Aun cuando los hechos transcurren de manera parcial en Córdoba, el ambiente, que casi roza el realismo mágico, es profundamente rural y un tanto opresivo, a caballo entre dos poblaciones ficticias: Miserena e Intramuros, la tierra de los Cardona, adonde regresa la protagonista aparente en pos de sí misma, consciente de que vuelve «a los viejos credos y las supersticiones, a las Ánimas Benditas y las almas en pena, a los cuentos de ahorcados, a las razones de las ahogadas, al árbol de los bandidos, a las noches de verano y los días de candela en el cortijo del Zújar, y al pozo del manzano» (p. 13).

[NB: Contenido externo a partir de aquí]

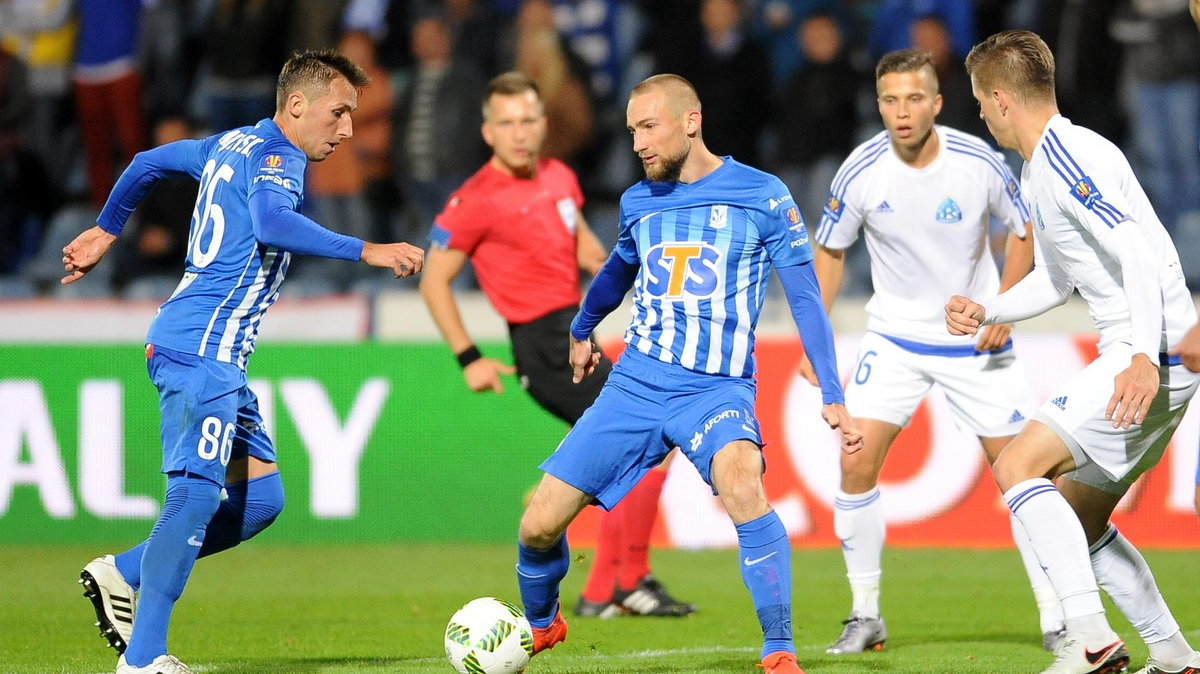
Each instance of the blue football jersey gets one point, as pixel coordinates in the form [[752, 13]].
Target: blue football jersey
[[705, 252], [231, 278]]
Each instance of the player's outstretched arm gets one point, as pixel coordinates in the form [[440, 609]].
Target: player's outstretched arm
[[1189, 347], [442, 266], [1018, 263], [82, 254], [403, 259], [829, 265], [838, 417]]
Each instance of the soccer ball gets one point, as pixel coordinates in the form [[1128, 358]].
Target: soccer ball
[[489, 636]]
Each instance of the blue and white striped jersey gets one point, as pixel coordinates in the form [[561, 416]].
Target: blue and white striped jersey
[[705, 252], [231, 278]]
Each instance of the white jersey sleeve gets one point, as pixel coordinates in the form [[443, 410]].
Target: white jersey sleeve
[[845, 211]]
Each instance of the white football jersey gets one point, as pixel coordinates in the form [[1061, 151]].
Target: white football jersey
[[927, 229], [1080, 185]]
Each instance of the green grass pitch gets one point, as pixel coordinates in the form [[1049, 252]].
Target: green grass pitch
[[337, 609]]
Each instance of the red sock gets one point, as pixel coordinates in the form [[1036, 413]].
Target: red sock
[[610, 541], [639, 510]]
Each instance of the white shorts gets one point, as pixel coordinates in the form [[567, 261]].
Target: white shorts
[[1113, 458], [988, 392]]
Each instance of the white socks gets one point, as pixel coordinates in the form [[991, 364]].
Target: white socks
[[858, 522], [1123, 573], [1060, 543], [1049, 609]]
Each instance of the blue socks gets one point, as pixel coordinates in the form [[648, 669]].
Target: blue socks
[[539, 572], [766, 560], [167, 560], [252, 506]]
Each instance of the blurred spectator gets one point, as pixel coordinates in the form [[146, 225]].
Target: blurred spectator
[[153, 258], [778, 22], [22, 184], [816, 115], [166, 67], [475, 31], [959, 107], [436, 137], [592, 29], [1087, 62], [731, 76], [892, 26], [372, 136], [244, 53], [1163, 70], [540, 53], [313, 24], [108, 90], [42, 35]]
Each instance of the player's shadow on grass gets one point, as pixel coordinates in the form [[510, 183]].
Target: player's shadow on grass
[[1032, 639]]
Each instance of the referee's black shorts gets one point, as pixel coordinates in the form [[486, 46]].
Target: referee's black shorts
[[540, 350]]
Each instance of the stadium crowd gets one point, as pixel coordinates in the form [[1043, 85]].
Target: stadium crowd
[[787, 85]]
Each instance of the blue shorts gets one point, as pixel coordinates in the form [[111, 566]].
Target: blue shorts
[[209, 414], [645, 410]]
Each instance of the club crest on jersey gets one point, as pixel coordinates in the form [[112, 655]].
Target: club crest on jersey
[[833, 208], [719, 216], [1086, 192], [948, 211], [682, 270], [568, 211]]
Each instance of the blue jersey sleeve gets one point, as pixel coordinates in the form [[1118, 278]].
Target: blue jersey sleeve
[[803, 294], [277, 224], [607, 289], [781, 227], [183, 157], [625, 245]]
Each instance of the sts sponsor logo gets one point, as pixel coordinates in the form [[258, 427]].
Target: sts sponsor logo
[[682, 270]]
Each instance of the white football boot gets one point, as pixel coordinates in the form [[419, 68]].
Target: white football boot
[[161, 665]]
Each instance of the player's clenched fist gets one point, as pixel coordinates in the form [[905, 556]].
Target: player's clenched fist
[[84, 252], [963, 317], [583, 356], [837, 416], [403, 259]]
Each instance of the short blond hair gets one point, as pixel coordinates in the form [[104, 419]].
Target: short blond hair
[[313, 72], [681, 94], [1017, 60], [906, 60]]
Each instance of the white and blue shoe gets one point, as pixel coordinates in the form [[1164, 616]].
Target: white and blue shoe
[[114, 600]]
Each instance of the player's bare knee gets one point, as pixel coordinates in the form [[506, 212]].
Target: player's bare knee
[[537, 533]]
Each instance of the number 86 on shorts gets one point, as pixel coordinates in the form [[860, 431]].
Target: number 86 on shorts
[[215, 441]]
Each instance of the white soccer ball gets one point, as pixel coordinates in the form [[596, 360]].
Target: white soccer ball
[[489, 636]]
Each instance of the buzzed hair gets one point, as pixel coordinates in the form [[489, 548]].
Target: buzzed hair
[[511, 83], [315, 71], [905, 60], [1017, 60], [681, 94]]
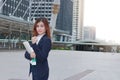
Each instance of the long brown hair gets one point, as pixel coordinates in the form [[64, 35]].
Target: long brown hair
[[45, 21]]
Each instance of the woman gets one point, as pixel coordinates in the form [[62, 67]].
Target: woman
[[41, 44]]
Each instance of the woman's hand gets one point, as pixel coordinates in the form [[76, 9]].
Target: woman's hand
[[32, 55], [34, 40]]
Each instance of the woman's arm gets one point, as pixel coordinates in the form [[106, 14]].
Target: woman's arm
[[27, 55], [42, 53]]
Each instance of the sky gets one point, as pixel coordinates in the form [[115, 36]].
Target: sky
[[105, 16]]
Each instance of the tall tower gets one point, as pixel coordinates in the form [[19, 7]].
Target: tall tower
[[77, 30]]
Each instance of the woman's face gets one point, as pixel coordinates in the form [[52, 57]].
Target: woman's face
[[40, 28]]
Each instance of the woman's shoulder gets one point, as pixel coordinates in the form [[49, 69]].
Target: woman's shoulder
[[46, 38]]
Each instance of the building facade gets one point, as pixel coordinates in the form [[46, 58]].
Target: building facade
[[41, 8], [77, 29], [64, 19], [15, 8], [89, 33]]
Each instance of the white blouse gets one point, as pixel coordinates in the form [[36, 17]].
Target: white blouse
[[39, 38]]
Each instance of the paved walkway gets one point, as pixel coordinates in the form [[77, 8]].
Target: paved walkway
[[64, 65]]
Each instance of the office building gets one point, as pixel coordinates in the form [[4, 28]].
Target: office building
[[77, 29], [15, 8], [89, 33]]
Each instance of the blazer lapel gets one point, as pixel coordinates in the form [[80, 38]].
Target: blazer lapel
[[41, 39]]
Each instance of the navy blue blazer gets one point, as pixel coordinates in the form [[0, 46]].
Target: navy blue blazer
[[41, 70]]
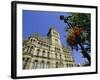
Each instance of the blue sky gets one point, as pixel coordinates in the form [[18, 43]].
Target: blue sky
[[41, 21]]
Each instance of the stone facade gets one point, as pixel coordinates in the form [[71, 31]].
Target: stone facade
[[46, 52]]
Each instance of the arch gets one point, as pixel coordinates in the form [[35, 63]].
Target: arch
[[48, 64], [35, 64], [42, 64]]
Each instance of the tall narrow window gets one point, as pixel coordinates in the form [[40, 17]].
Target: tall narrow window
[[38, 51], [56, 64], [42, 64], [43, 54], [48, 55], [25, 61], [35, 64]]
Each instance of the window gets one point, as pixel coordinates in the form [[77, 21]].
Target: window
[[48, 65], [56, 64], [48, 55], [25, 61], [35, 64], [42, 64], [38, 51], [43, 53]]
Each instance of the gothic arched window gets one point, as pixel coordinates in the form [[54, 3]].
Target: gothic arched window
[[35, 64], [42, 64]]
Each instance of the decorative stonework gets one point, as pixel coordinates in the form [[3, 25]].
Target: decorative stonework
[[46, 52]]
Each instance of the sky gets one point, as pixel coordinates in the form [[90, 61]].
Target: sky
[[41, 21]]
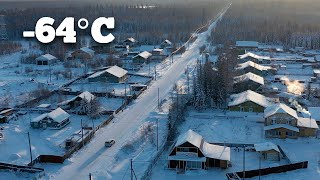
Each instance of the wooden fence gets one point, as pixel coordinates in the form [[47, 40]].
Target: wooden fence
[[270, 170], [13, 167]]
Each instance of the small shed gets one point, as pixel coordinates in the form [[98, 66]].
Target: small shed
[[46, 59], [56, 119], [268, 151], [141, 58], [83, 53], [113, 74]]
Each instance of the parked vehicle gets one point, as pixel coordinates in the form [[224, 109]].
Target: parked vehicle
[[109, 143]]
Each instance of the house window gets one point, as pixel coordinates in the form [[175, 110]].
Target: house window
[[241, 109], [193, 165], [288, 121]]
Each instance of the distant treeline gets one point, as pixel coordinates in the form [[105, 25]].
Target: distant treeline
[[288, 22], [151, 24]]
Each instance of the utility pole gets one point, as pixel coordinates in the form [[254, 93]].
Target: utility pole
[[30, 148], [259, 166], [158, 99], [82, 133], [131, 169], [155, 72], [157, 134], [244, 162]]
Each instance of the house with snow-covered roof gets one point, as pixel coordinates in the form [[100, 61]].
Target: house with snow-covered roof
[[83, 53], [281, 121], [143, 57], [76, 101], [248, 45], [113, 74], [255, 68], [268, 150], [166, 44], [248, 81], [56, 119], [46, 59], [249, 101], [191, 151], [253, 57], [131, 42]]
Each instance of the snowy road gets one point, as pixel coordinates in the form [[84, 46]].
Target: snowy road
[[95, 158]]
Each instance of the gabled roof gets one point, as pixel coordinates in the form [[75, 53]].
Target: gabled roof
[[208, 150], [131, 39], [144, 55], [255, 56], [314, 112], [253, 44], [58, 115], [252, 64], [167, 42], [307, 123], [280, 108], [86, 95], [237, 99], [191, 137], [267, 146], [87, 50], [117, 71], [285, 126], [48, 57], [249, 77]]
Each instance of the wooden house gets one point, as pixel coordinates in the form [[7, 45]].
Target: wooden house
[[83, 53], [56, 119], [249, 101], [255, 68], [76, 101], [253, 57], [131, 42], [46, 59], [191, 152], [281, 121], [268, 150], [166, 44], [248, 81], [114, 74], [141, 58]]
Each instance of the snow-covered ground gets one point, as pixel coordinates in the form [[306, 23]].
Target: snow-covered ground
[[219, 126], [15, 148], [105, 162]]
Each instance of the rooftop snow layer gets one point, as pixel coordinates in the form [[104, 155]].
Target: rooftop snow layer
[[58, 115], [279, 108], [249, 76], [314, 112], [117, 71], [249, 95], [255, 56], [208, 150], [48, 57], [307, 122], [87, 50], [267, 146], [253, 44], [144, 55], [254, 65], [285, 126]]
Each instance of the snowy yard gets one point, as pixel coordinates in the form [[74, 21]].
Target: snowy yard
[[218, 126], [15, 149]]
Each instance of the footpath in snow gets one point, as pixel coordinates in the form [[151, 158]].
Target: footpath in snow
[[95, 158]]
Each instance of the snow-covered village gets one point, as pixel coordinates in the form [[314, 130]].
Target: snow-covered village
[[173, 89]]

Todos los que somos de pueblo y nacimos en la tardía posguerra; los que un día hubimos de abandonar nuestro paisaje de niños para salir a buscar prados nuevos; los que varias décadas después seguimos manteniendo en nuestro interior ecos profundos, tiernos y a veces desgarradores de las voces y los silencios que poblaron nuestros respectivos universos infantiles, al son de la copla, la canción del colacao, la trama de Ama Rosa o la voz aterciopelada y equívoca de la Señora Francis, podemos encontrar, pues, en El pozo del manzano un retablo de personajes, situaciones y tramas que nos prestarán su voz para que entendamos mejor el porqué de tantas cosas, no siempre gratas ni ejemplares, pero sí fundamentales. Y es que resulta imprescindible asumir el pasado para poder enfrentar en plenitud el presente. Quizás por eso, a quienes tenemos ya una edad se nos hace tan difícil comprender cómo esta España nuestra vuelve a caer de manera sistemática en errores añejos y pone en peligro lo conseguido por nuestros padres y abuelos a costa de tanta sangre derramada, tanto esfuerzo y tanta hambre, por la veleidad de unos pocos, desconocedores de la historia o ansiosos por repetirla, víctimas de resentimientos no bien canalizados o de simple torpeza; en beneficio propio y sin que nadie haga nada para evitarlo. En tiempos inciertos, de hambres, revanchas y represiones, la luz termina por hacerse más opaca; el aire, irrespirable; los silencios, losas; las verdades, mentiras; la fe, rabia; el dolor, cotidiano; la alegría, desgarro; la vida, muerte. Es entonces cuando, como bien describe Matilde Cabello en El pozo del manzano, no se conocen más risas que las de los locos. Los cuerdos solo lloran.